= Marcia Southwick =

American poet and teacher

Marcia Ann Southwick (born October 30, 1949) is an American poet and University instructor of Creative writing who has received numerous awards and honors for her poetry and teaching.

==Biography==
Marcia Southwick was born on October 30, 1949, in Boston, Massachusetts, daughter of Wayne Orin (father) and Jessie Ann Southwick (mother). After graduating from the University of Iowa Writers' Workshop with an M.F.A. in 1975, Southwick married the poet Larry Levis on March 15, 1975, with fellow poet David St. John serving as best man.

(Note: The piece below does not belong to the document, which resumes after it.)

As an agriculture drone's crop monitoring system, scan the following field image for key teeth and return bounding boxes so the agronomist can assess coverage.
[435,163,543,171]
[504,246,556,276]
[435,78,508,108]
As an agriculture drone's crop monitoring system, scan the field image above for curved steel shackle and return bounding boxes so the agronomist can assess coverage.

Eventually, Levis and Southwick lived in Columbia, Missouri, where they both taught at the University of Missouri, and together were founding editors of The Missouri Review. The couple had a child, Nicholas Southwick Levis, who was born in 1978. In 1981, they moved back to Iowa where they both taught in the M.F.A program as visiting poets for two years. The couple divorced in the early 1980s.

Southwick later moved to Lincoln, Nebraska, where she taught at the University of Nebraska–Lincoln. In 1992, she met and married Murray Gell-Mann, the Nobel Prize-winning physicist, and moved to Santa Fe, New Mexico. Southwick would go on to teach for many years as a Visiting Poet at the University of New Mexico. Her son Nicholas would become Gell-Mann's stepson.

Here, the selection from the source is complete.